Tuesday 11 December 2012

How to calculate the total amount of FireWall Logs per second

### Posting this here for the time being since the support site's SK is broken..

Edit: Not sure why CP runs this with three separate strings...just copy/paste this and you'll get your numbers (sleeps for 120 seconds):

SLEEP_TIME=120;SIZE_BEFORE=$(ls -l $FWDIR/log/fw.logptr | awk '{print $5}') ; sleep $SLEEP_TIME ; SIZE_AFTER=$(ls -l $FWDIR/log/fw.logptr | awk '{print $5}');expr \( $SIZE_AFTER - $SIZE_BEFORE \) \/ \( 4 \* $SLEEP_TIME \)

#######

Follow these steps to calculate/count the total amount of all FireWall Logs per second that arrive to this Security Management Server from all its managed Security Gateways:
  1. Connect to CLI on Security Management Server - over SSH, or console.

    Note:
    On Multi-Domain Management Server, go to the context of the relevant Domain Management Server: [Expert@HostName]# mdsenv [Domain_Name|Domain_IP]
  2. Go to the Log directory:

    [Expert@HostName]# cd $FWDIR/log
  3. Check by how much the size of the Pointer File grows during specific time
    (the time should be high enough to accumulate enough logs - e.g., 120 sec, 180 sec, etc):

    [Expert@HostName]# ls -l fw.logptr ; sleep SLEEP_TIME ; ls -l fw.logptr
  4. Calculate the log rate per this formula:

    RATE = ( SIZE_AFTER - SIZE_BEFORE ) / ( 4 * SLEEP_TIME )

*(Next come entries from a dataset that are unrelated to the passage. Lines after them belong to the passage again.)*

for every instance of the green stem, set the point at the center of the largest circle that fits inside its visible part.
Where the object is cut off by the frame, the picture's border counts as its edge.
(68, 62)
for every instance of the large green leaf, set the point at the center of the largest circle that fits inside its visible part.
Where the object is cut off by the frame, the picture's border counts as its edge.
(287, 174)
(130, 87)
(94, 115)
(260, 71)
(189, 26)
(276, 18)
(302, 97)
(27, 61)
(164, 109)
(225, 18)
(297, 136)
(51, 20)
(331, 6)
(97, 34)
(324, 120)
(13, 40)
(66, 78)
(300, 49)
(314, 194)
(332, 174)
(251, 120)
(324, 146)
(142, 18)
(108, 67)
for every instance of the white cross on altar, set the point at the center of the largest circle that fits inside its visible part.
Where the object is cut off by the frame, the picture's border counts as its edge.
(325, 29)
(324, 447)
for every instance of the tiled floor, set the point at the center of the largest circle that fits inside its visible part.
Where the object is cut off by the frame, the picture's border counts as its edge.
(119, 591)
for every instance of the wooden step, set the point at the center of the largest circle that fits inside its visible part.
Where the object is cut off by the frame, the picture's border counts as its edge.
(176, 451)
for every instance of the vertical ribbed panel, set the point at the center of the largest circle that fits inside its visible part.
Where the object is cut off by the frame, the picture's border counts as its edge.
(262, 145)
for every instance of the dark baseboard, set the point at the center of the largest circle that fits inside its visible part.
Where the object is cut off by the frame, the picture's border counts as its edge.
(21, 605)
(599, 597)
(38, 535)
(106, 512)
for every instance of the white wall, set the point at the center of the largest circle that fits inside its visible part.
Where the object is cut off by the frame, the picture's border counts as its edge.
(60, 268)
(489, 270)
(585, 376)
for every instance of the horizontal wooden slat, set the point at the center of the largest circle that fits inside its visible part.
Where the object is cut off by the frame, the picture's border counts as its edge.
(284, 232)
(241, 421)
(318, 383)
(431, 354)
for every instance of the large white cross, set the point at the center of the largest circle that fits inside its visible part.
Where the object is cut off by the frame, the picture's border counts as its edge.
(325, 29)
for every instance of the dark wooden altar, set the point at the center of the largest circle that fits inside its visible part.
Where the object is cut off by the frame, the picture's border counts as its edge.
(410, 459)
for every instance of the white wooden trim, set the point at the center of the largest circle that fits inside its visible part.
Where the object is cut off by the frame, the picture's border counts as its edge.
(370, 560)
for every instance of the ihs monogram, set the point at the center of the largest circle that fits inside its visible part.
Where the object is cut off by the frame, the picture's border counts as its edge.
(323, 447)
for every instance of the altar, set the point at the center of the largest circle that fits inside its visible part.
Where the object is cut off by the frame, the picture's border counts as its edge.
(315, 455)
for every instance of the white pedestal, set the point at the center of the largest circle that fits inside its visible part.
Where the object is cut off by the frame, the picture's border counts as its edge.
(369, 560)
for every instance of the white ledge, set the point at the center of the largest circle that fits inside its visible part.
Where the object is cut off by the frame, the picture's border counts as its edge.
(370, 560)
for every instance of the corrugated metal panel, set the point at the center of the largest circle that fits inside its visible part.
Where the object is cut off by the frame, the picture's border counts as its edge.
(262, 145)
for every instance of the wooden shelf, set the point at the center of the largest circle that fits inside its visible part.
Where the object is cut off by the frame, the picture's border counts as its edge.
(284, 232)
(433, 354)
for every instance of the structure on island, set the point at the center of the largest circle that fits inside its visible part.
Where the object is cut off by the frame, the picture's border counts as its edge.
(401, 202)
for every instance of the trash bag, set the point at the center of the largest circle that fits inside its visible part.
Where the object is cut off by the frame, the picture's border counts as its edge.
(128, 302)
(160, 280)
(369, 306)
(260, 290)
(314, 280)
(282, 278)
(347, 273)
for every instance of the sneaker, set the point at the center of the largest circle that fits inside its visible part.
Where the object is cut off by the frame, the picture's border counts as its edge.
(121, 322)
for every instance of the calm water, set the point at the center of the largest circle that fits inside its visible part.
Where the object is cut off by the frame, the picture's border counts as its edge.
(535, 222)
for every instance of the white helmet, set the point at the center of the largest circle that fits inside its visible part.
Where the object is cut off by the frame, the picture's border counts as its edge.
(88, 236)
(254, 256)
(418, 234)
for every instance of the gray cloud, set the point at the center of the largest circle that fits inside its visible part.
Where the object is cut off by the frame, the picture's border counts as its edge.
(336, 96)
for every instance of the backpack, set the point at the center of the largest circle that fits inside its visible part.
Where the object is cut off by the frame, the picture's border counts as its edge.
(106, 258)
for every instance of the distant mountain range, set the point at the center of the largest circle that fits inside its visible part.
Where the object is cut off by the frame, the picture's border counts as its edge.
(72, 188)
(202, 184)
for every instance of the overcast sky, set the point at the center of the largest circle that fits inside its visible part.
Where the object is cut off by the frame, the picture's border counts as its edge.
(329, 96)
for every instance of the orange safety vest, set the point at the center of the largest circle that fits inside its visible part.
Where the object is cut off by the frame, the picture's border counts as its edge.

    Use these three commands to automate the calculations:

    [Expert@HostName]# SLEEP_TIME=number_of_seconds

    [Expert@HostName]# SIZE_BEFORE=$(ls -l fw.logptr | awk '{print $5}') ; sleep $SLEEP_TIME ; SIZE_AFTER=$(ls -l fw.logptr | awk '{print $5}')

    [Expert@HostName]# expr \( $SIZE_AFTER - $SIZE_BEFORE \) \/ \( 4 \* $SLEEP_TIME \)


    Note: if the rate value has to be used in a shell script, then use this syntax:
    [Expert@HostName]# RATE=$(expr \( $SIZE_AFTER - $SIZE_BEFORE \) \/ \( 4 \* $SLEEP_TIME \))

Friday 7 December 2012

VSX: Policy installation failing due to "Can't open..."

Hi everyone,

Had a new issue happen to me this morning while pushing to an R67 VSLS cluster. During the push, one MVS reported that all of it's configuration files plus those of it's VS were missing.

This output was taken from $CPDIR/log/cpd.elg, however the message within Dashboard was nearly identical:

[7 Dec 12:46:04] file_digest: Can't open /opt/CPsuite-V40/fw1/policy/local.dt

[7 Dec 12:46:04] file_digest: Can't open /opt/CPsuite-V40/fw1/policy/local.scv

[7 Dec 12:46:04] file_digest: Can't open /opt/CPsuite-V40/fw1/policy/local.lp

[7 Dec 12:46:04] file_digest: Can't open /opt/CPsuite-V40/fw1/policy/local.cfg

[7 Dec 12:46:04] file_digest: Can't open /opt/CPsuite-V40/fw1/CTX/CTX00002/policy/local.dt

[7 Dec 12:46:04] file_digest: Can't open /opt/CPsuite-V40/fw1/CTX/CTX00002/policy/local.scv

[7 Dec 12:46:04] file_digest: Can't open /opt/CPsuite-V40/fw1/CTX/CTX00002/policy/local.lp

[7 Dec 12:46:04] file_digest: Can't open /opt/CPsuite-V40/fw1/CTX/CTX00002/policy/local.cfg

etc, etc, for all of the VS (13).

Doing a quick 'ls' for any of those files returned no results...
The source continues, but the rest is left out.